Would someone please explain to me what my Queens are doing in this draft. Trading back just to trade up... I don't mind the players we have selected, but I think our new GM is trying to act smarter than everyone else. Absolutely ridiculous how worked up I got yesterday watching the shenanigans. 

Thoughts on your teams draft?


----------



## UBC03

My Brownies, assuming they get Clowney and Landry to resign, don't really have any gaps. They picked up this kicker to fill the only obvious one. Seems like they're drafting for next year when some rookie contracts come due for a big raise. They can just plug these guys in and go. 

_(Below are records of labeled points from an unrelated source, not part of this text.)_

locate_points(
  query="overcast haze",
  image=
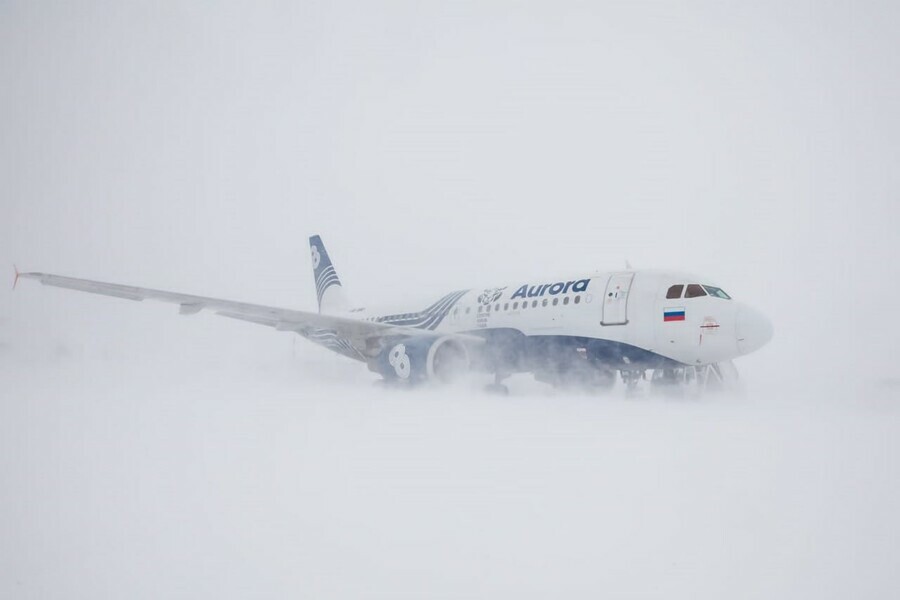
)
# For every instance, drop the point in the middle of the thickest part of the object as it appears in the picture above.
(195, 147)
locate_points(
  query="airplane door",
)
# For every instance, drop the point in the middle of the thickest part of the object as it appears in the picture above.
(615, 300)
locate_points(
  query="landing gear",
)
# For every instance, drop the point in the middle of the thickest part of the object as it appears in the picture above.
(631, 379)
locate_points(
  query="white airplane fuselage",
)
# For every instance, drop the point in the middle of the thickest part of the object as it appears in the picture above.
(624, 320)
(579, 330)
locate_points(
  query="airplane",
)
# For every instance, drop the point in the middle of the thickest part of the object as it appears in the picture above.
(580, 331)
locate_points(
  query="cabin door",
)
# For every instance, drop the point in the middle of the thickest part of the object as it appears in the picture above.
(615, 300)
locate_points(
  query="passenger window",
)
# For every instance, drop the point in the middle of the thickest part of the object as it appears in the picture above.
(695, 290)
(675, 291)
(717, 292)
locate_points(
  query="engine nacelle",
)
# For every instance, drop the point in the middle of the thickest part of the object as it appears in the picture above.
(421, 359)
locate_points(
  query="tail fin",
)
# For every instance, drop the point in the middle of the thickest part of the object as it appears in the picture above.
(329, 290)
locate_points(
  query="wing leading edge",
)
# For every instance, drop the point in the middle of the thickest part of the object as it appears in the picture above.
(358, 333)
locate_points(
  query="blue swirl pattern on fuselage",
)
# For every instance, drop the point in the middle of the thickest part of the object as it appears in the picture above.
(429, 318)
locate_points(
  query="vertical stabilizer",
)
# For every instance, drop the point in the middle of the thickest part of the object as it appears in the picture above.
(329, 291)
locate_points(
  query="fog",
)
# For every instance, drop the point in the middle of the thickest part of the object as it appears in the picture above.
(195, 148)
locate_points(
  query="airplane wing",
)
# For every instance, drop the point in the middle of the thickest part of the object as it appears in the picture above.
(362, 334)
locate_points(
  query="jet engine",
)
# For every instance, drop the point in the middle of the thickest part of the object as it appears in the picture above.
(416, 360)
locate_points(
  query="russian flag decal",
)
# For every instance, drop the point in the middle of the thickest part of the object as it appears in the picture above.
(673, 314)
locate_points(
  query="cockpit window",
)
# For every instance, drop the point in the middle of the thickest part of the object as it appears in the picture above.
(717, 292)
(675, 291)
(695, 290)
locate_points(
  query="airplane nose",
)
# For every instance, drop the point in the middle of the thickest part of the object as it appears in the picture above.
(754, 329)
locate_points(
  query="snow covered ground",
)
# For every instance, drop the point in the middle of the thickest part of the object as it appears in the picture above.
(194, 147)
(266, 480)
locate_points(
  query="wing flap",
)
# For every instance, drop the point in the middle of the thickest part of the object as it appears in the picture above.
(357, 332)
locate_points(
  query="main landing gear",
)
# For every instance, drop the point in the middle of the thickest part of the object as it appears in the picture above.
(497, 388)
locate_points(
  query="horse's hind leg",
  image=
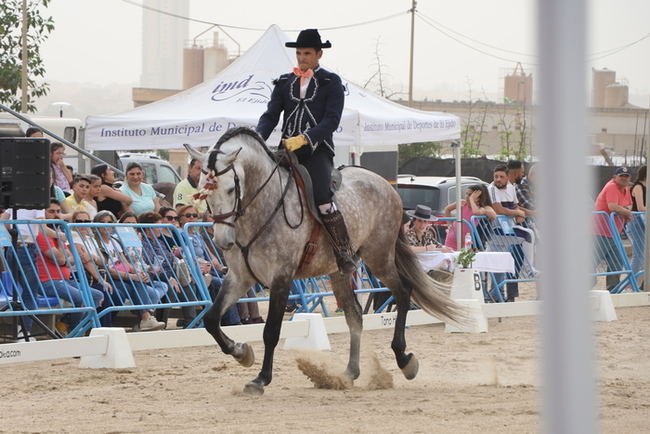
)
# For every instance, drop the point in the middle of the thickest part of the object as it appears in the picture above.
(341, 284)
(408, 363)
(225, 299)
(277, 304)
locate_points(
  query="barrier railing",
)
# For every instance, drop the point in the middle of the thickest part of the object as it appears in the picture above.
(132, 267)
(143, 269)
(504, 235)
(609, 248)
(40, 276)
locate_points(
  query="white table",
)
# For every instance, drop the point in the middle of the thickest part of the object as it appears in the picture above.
(493, 262)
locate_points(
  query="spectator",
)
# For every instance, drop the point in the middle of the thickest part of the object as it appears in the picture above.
(63, 176)
(516, 171)
(25, 259)
(143, 195)
(636, 228)
(614, 197)
(503, 195)
(110, 198)
(34, 132)
(170, 217)
(187, 188)
(90, 256)
(128, 218)
(208, 263)
(159, 256)
(476, 202)
(421, 235)
(54, 269)
(78, 200)
(128, 282)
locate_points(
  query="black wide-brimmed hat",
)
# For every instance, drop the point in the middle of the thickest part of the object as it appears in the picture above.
(422, 212)
(309, 38)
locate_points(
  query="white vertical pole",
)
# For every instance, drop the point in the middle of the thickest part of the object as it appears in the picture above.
(459, 217)
(569, 389)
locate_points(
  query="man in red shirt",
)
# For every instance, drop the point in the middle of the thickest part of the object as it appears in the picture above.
(53, 263)
(614, 197)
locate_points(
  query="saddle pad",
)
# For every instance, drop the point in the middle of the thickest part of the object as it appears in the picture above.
(309, 192)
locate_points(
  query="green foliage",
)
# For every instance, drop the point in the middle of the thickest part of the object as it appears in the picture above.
(11, 51)
(466, 258)
(416, 150)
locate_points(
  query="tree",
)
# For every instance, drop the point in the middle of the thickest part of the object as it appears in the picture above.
(38, 29)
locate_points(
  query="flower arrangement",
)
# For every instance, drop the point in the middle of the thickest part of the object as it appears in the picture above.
(466, 258)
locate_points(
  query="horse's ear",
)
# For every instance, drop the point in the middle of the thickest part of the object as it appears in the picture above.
(203, 158)
(230, 157)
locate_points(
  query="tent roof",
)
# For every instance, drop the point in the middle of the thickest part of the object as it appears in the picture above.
(238, 95)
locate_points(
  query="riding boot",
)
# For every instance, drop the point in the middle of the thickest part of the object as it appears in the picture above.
(345, 257)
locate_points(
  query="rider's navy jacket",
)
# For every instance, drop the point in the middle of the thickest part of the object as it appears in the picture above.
(316, 116)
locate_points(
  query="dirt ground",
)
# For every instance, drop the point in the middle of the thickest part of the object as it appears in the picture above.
(466, 383)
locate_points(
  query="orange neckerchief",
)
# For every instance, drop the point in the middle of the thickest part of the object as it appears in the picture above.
(303, 75)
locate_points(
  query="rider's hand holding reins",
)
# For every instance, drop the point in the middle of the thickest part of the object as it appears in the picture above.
(294, 143)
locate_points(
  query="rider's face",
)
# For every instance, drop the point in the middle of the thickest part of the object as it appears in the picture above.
(308, 58)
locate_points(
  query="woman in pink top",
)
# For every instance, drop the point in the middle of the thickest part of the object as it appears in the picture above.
(477, 202)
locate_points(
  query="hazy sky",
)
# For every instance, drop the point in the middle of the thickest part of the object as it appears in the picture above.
(99, 41)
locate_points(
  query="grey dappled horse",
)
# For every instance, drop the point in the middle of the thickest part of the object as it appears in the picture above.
(261, 229)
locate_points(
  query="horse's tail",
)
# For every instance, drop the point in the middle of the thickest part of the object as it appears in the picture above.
(430, 295)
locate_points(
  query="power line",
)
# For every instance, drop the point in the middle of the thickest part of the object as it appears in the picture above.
(446, 31)
(345, 26)
(426, 21)
(449, 29)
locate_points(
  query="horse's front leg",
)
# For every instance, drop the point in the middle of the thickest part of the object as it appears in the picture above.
(277, 304)
(227, 296)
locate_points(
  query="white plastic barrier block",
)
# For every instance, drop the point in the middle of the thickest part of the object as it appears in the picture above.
(118, 350)
(467, 285)
(475, 321)
(316, 338)
(603, 306)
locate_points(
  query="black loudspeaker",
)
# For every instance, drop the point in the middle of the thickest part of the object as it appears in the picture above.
(24, 173)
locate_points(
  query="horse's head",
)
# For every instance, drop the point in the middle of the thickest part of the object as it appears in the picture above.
(221, 183)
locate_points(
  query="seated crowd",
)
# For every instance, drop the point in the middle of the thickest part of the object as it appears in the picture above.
(152, 273)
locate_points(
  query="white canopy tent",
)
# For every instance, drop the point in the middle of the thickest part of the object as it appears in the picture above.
(238, 95)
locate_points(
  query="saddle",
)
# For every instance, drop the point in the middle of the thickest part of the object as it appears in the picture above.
(303, 181)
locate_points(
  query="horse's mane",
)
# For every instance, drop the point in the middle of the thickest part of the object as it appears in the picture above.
(233, 132)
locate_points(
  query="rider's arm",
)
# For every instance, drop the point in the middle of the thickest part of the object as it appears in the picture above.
(271, 116)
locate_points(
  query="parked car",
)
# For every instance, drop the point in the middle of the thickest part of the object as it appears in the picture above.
(433, 191)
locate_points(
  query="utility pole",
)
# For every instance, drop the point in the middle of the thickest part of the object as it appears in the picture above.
(413, 5)
(23, 72)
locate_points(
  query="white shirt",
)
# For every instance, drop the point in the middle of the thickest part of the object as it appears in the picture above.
(507, 197)
(303, 87)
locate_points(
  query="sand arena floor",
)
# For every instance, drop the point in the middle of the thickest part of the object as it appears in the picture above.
(467, 383)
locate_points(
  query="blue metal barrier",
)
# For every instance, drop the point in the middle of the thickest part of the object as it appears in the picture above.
(504, 235)
(142, 269)
(609, 248)
(635, 230)
(35, 284)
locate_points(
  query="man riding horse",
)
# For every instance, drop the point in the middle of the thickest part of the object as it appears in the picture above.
(312, 101)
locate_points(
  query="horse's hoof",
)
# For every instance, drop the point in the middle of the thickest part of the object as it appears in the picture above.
(411, 369)
(253, 389)
(244, 355)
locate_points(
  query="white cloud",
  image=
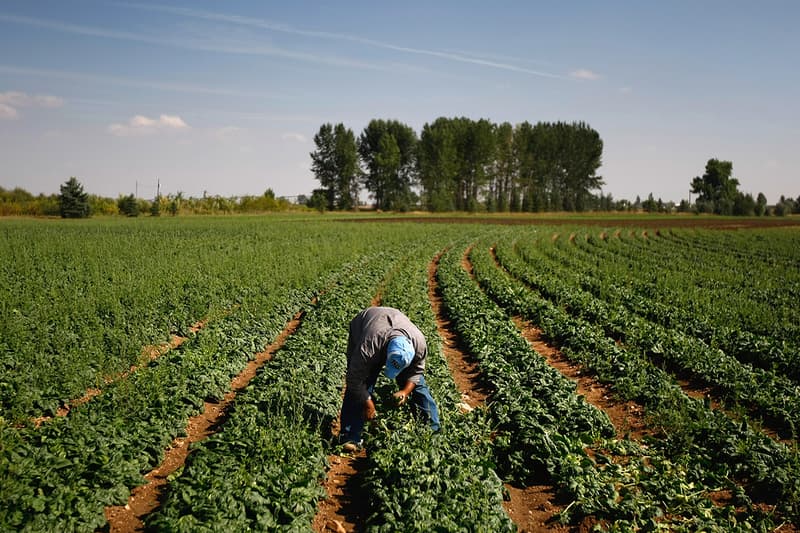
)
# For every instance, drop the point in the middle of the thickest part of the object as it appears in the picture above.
(291, 136)
(7, 112)
(11, 101)
(228, 133)
(142, 125)
(584, 74)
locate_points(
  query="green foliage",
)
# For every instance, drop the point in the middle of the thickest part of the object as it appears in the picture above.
(335, 165)
(128, 206)
(716, 189)
(73, 201)
(388, 151)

Sent from my SM-G960U using Tapatalk


----------



## Humphrey's Ghost

UBC03 said:


> My Brownies, assuming they get Clowney and Landry to resign, don't really have any gaps. They picked up this kicker to fill the only obvious one. Seems like they're drafting for next year when some rookie contracts come due for a big raise. They can just plug these guys in and go.
> 
> Sent from my SM-G960U using Tapatalk


Because, that’s how it always works out for the Browns 


Sent from my iPhone using Tapatalk


----------



## zcziggy

After a ton of drafts...giants are finally doing the right thing


----------



## Humphrey's Ghost

The Raiders have finally figured it out
They can’t draft in the first round anyway so no need to go there


Sent from my iPhone using Tapatalk


----------



## Kopuffer

zcziggy said:


> After a ton of drafts...giants are finally doing the right thing


Giants for sure had a great looking draft on paper.


----------



## Humphrey's Ghost

zcziggy said:


> After a ton of drafts...giants are finally doing the right thing


KT is better than people think
He played injured much of the time


Sent from my iPhone using Tapatalk


----------



## zcziggy

Humphrey's Ghost said:


> KT is better than people think
> He played injured much of the time
> 
> 
> Sent from my iPhone using Tapatalk


Yup...i only hope he is not another OBJ


----------



## Humphrey's Ghost

zcziggy said:


> Yup...i only hope he is not another OBJ


Not even close
Just because he is interested in business and marketing doesn’t make him a prima donna
He’s actually pretty humble
A really good young man
Of course the media doesn’t want to write stories about everything he did for his school and the community


Sent from my iPhone using Tapatalk


----------